Adventures with Austin’s Invasive Species Corps

Last weekend, I joined the Austin Invasive Species Corps to identify locations of Chinese Privet (Ligustrum sinense), an invasive species invading in the Long Canyon portion of the Balcones Canyonland Preserve (BCP).

I was happy to talk again with Mr. Chris Warren, a biologist with the BCP, and see the area that we helped to clear last year in my video, Titanic Struggle with Chinese Privet Ends with their Doom. (I’ll post another great video interview with him soon!)

Commander Ben and Biologist Chris Warren examine a small Chinese Privet.

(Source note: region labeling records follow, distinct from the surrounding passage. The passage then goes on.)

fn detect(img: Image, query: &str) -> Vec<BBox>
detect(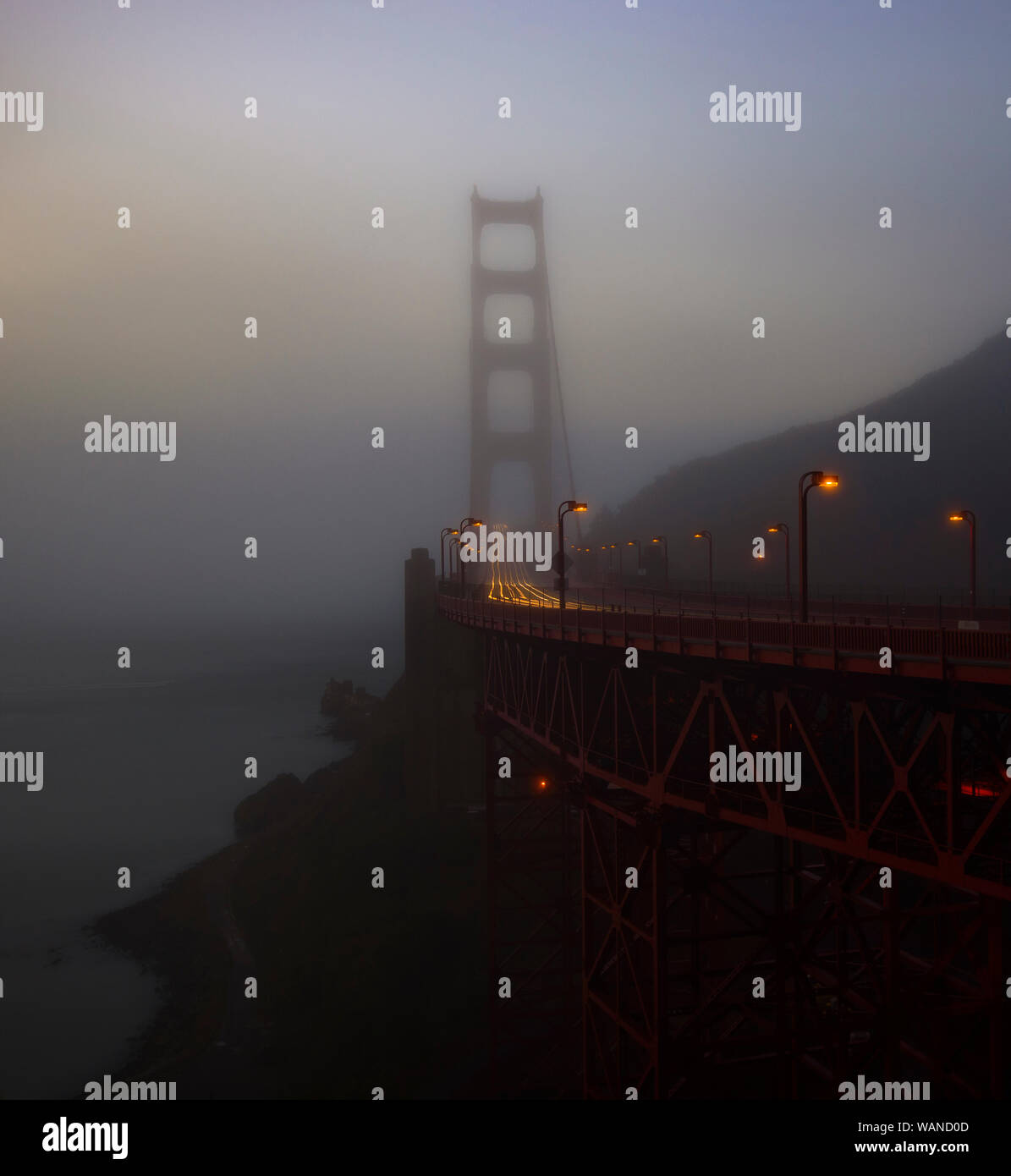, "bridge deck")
[438,595,1011,685]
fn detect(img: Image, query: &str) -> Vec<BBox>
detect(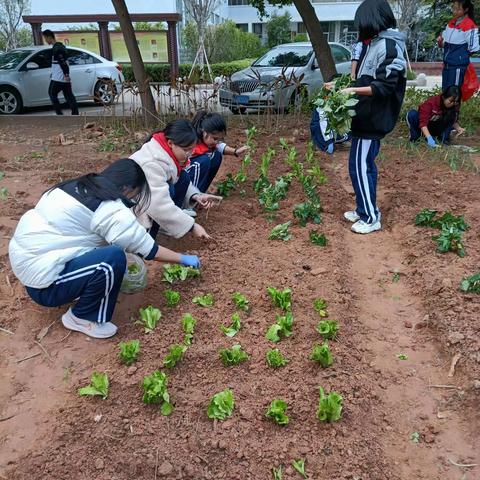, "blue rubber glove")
[180,254,200,268]
[427,135,438,148]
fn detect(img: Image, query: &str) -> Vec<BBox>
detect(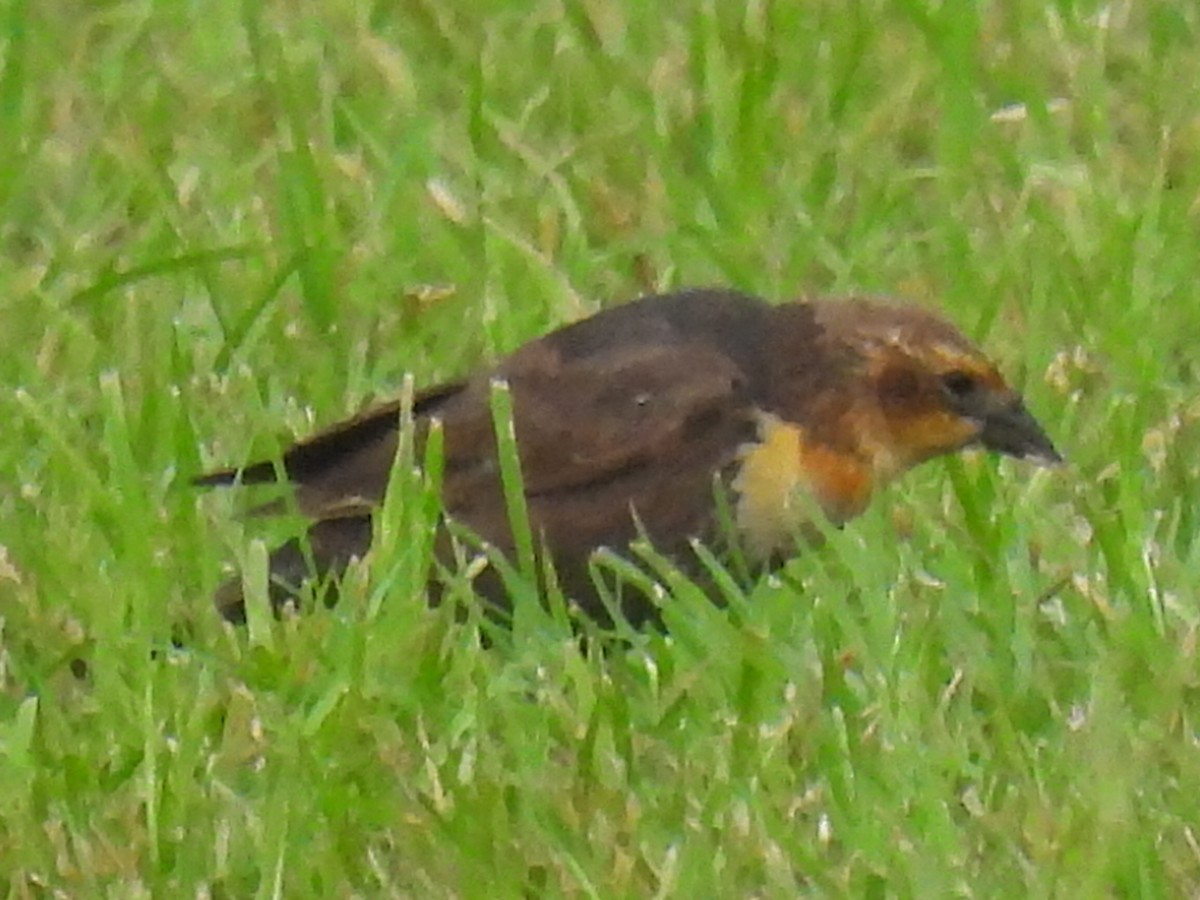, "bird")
[194,288,1063,625]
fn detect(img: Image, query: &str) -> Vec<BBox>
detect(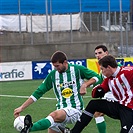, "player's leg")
[21,110,66,133]
[94,112,106,133]
[120,105,133,133]
[48,128,60,133]
[71,99,118,133]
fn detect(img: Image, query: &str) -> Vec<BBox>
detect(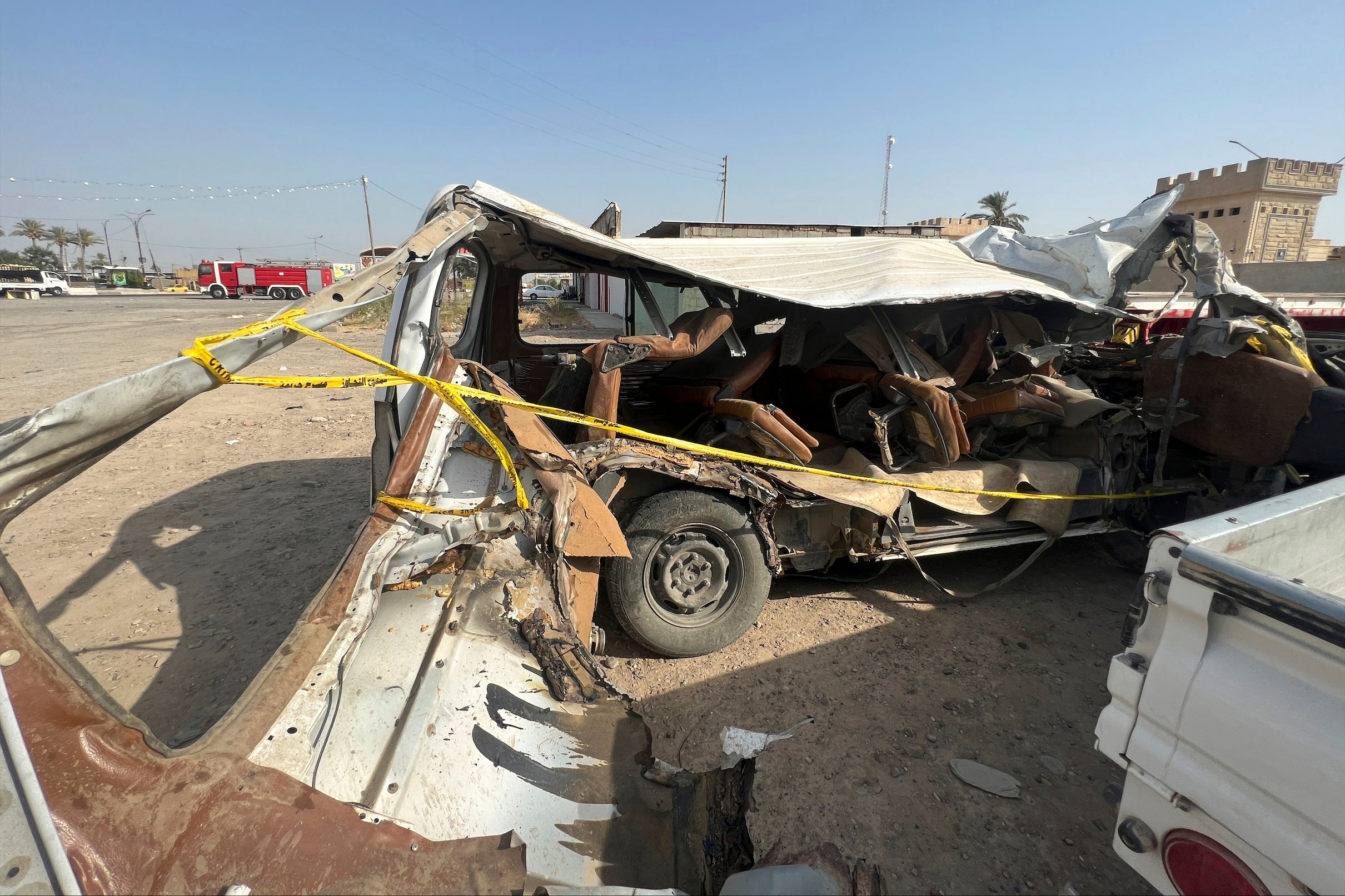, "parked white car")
[1096,477,1345,893]
[0,267,70,296]
[523,283,562,298]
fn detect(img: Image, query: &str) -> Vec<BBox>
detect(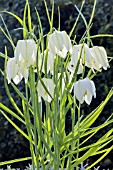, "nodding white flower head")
[37,78,55,103]
[74,78,96,105]
[6,58,22,84]
[6,40,37,84]
[48,30,72,58]
[67,45,83,74]
[14,39,37,67]
[90,46,110,71]
[38,50,55,74]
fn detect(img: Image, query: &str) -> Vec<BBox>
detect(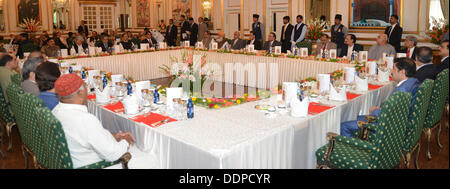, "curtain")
[441,0,449,20]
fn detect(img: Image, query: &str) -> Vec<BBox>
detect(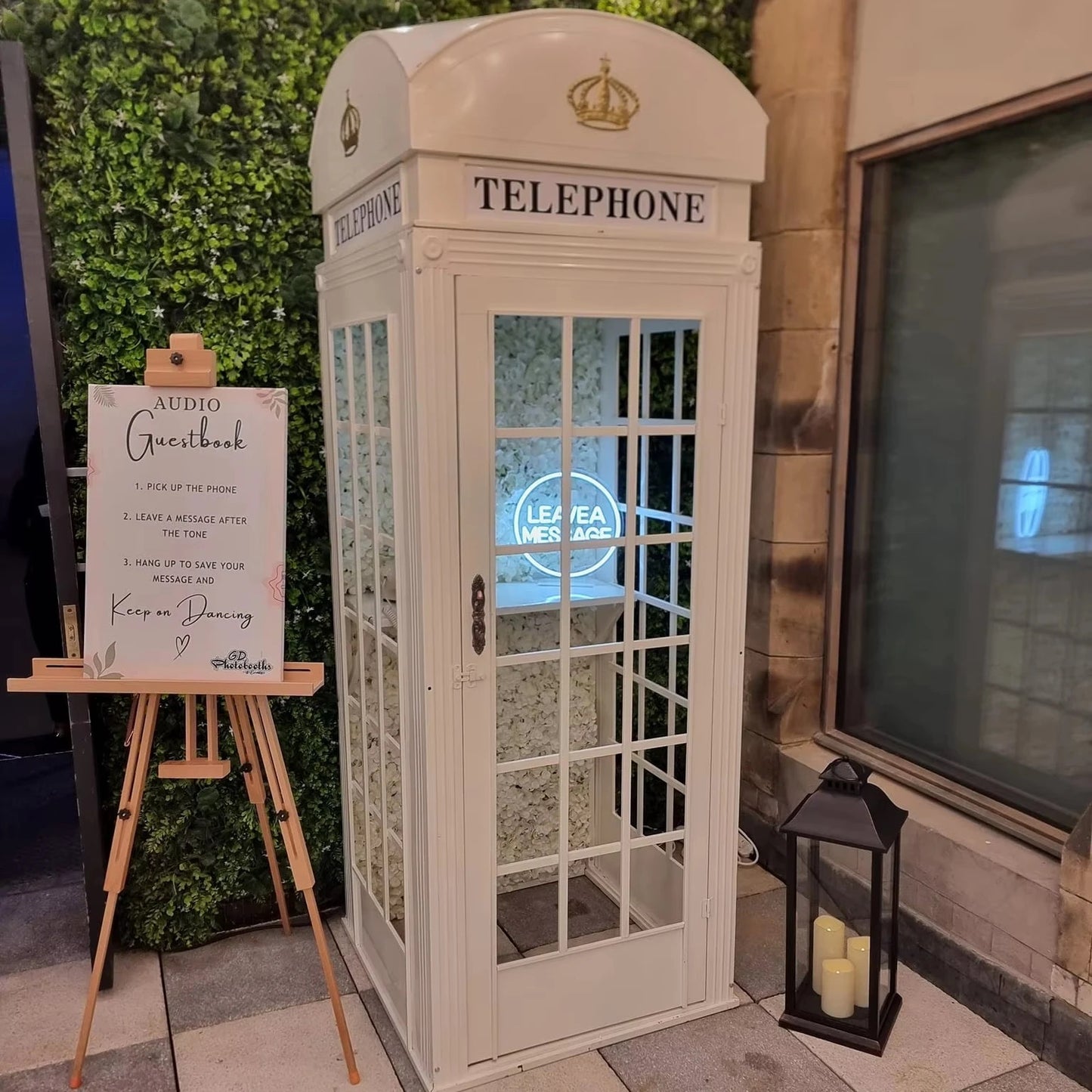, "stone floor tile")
[175,994,400,1092]
[970,1062,1092,1092]
[497,876,618,952]
[162,925,355,1033]
[497,925,520,963]
[0,1038,178,1092]
[360,989,425,1092]
[760,965,1035,1092]
[601,1004,846,1092]
[736,888,785,1001]
[736,865,785,899]
[481,1050,626,1092]
[0,952,167,1073]
[0,883,91,974]
[326,917,371,994]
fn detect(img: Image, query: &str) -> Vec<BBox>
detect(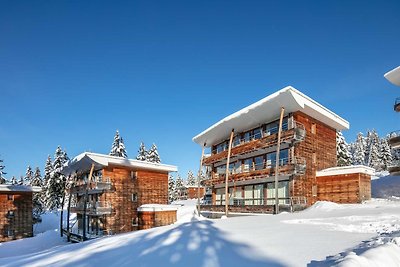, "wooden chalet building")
[61,152,177,241]
[0,184,41,242]
[193,86,370,213]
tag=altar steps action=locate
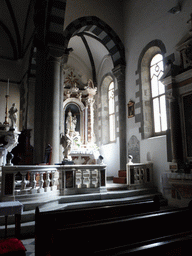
[0,188,167,238]
[113,170,127,184]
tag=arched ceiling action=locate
[67,33,109,85]
[0,0,34,60]
[0,0,124,83]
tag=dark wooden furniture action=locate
[35,202,192,256]
[35,197,159,256]
[0,201,23,238]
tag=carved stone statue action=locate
[9,103,18,130]
[66,110,77,132]
[60,129,72,160]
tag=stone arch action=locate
[64,16,125,67]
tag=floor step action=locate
[0,185,167,238]
[113,177,127,184]
[118,170,127,178]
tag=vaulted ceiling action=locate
[0,0,35,60]
[0,0,124,82]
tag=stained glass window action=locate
[108,82,115,141]
[150,54,167,133]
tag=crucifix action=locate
[187,13,192,31]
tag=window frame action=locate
[149,52,168,137]
[107,79,116,143]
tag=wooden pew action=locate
[35,197,160,256]
[94,231,192,256]
[51,209,192,255]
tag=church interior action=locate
[0,0,192,255]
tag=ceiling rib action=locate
[6,0,21,58]
[80,34,97,84]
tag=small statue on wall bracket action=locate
[9,103,18,131]
[127,100,135,118]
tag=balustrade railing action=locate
[60,165,106,195]
[1,166,58,201]
[1,165,106,201]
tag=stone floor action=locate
[21,238,35,256]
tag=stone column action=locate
[33,47,46,164]
[44,49,61,164]
[168,90,183,168]
[113,65,126,170]
[34,47,62,164]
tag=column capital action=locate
[47,45,64,62]
[112,64,126,78]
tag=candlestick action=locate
[7,79,9,95]
[3,94,9,125]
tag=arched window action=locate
[101,75,116,145]
[150,53,167,134]
[135,40,167,139]
[108,81,115,142]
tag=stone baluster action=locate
[80,170,84,188]
[51,171,57,190]
[21,172,28,192]
[31,172,37,194]
[89,169,94,188]
[38,172,44,193]
[95,169,101,187]
[45,171,51,192]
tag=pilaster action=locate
[113,65,127,170]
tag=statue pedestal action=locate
[0,127,20,166]
[61,159,74,165]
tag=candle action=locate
[7,79,9,95]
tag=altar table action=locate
[0,201,23,237]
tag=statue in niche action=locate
[60,129,73,160]
[66,110,77,132]
[9,103,18,130]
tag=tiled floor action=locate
[21,238,35,256]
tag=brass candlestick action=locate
[3,95,9,125]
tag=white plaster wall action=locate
[124,0,192,190]
[64,0,123,41]
[100,138,120,177]
[0,82,20,129]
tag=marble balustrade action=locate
[1,165,106,201]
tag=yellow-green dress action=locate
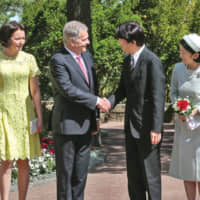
[0,51,41,160]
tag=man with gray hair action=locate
[50,21,110,200]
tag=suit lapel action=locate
[81,53,93,87]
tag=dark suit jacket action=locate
[50,48,97,135]
[109,47,165,138]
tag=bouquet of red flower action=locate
[41,138,55,155]
[173,97,194,117]
[173,97,200,130]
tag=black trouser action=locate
[126,131,161,200]
[54,133,91,200]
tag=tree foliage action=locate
[17,0,200,100]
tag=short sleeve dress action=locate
[169,63,200,181]
[0,51,41,160]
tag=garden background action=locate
[0,0,200,182]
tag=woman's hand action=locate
[37,119,43,133]
[190,108,199,117]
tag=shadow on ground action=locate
[90,123,174,174]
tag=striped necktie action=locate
[76,56,89,84]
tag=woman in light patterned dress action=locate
[169,33,200,200]
[0,21,42,200]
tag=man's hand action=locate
[92,119,100,135]
[151,131,162,144]
[97,98,111,112]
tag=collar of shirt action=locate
[64,46,82,60]
[64,46,88,73]
[131,45,145,66]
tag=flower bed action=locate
[12,137,56,183]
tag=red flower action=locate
[48,140,53,144]
[41,138,49,142]
[49,149,55,155]
[176,100,190,111]
[42,142,48,149]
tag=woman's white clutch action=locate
[30,118,38,135]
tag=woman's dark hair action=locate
[0,21,26,47]
[115,21,144,46]
[180,39,200,62]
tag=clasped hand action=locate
[97,97,111,112]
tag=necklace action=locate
[184,65,200,80]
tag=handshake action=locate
[97,97,111,112]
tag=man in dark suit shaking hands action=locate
[50,21,110,200]
[109,21,165,200]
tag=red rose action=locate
[176,100,190,111]
[49,149,55,155]
[42,142,48,149]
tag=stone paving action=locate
[9,122,186,200]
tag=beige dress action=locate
[169,63,200,181]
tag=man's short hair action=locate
[63,20,88,44]
[115,21,144,46]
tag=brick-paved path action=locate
[10,122,186,200]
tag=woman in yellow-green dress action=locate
[0,21,42,200]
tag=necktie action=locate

It was nice to see a lot of native plants starting to grow back in the open spaces that the Chinese Privet plants used to occupy. We had pulled up a lot, but more were starting to creep back in and there were other areas too where the Ligustrum overran the native plants. (Sometimes the biologists in our group would call Chinese Privet by its scientific name, Ligustrum.)

Pulling up Chinese Privet with a weed wrench.

We used special weed wrenches to hand pull as much Chinese Privet as we could find. These heavy tools help to pull up the plant, roots and all, otherwise it could grow back from a stump.

It was a fun day filled with hunting invasives, hard work, and listening also to some wonderful presentations from many different people who are experts in the field of invasive species.

Know your invasive species: Chinese Privet

Small Chinese Privet plant (But they get much bigger!)

Chinese Privet is a woody bush with green leaves that break off easily and has lots of shoots growing out from the stalk.  It can sometimes be confused with the following native plants:

  • Elbow bush (Forestiera pubescens)
    How to tell them apart: Elbow Bush has branches that grow at 90 degree angles
  • Yaupon (Ilex vomitoria)
    How to tell them apart: The Yaupon has a tooth edge leaf instead of smooth edge leaf like the Chinese privet.

Unfortunately, Chinese Privet invaded the lower area of Long Canyon where it crowded out the native plants to create a monoculture.  Seeds from “Godzilla” sized Chinese Privet that were planted in the landscapes of homes up on a ridge, washed downhill, grew, and quickly multiplied.  This process happens over and over again when it rains and when birds carry the seed berries too.

In Asia, Chinese Privet’s native home, it stays in check because it has to contend with disease, parasites, and wildlife “eaters”.  Here in the U.S., Chinese Privet is essentially free of predators, and this allows it to spread aggressively.  Even our deer don’t like to eat it!  They prefer our native Texas plants instead.

As a non-native and pioneer species, this invasive plant can grow and spread quickly.

So why is it a problem if Chinese Privet establishes a monoculture in our area?

Know your Endangered Species: Golden cheeked warbler

Golden-Cheeked Warbler
Photo Credit: U.S. Fish and Wildlife Service

Well, it all has to do with water and the cute…and endangered…Golden-Cheeked Warbler.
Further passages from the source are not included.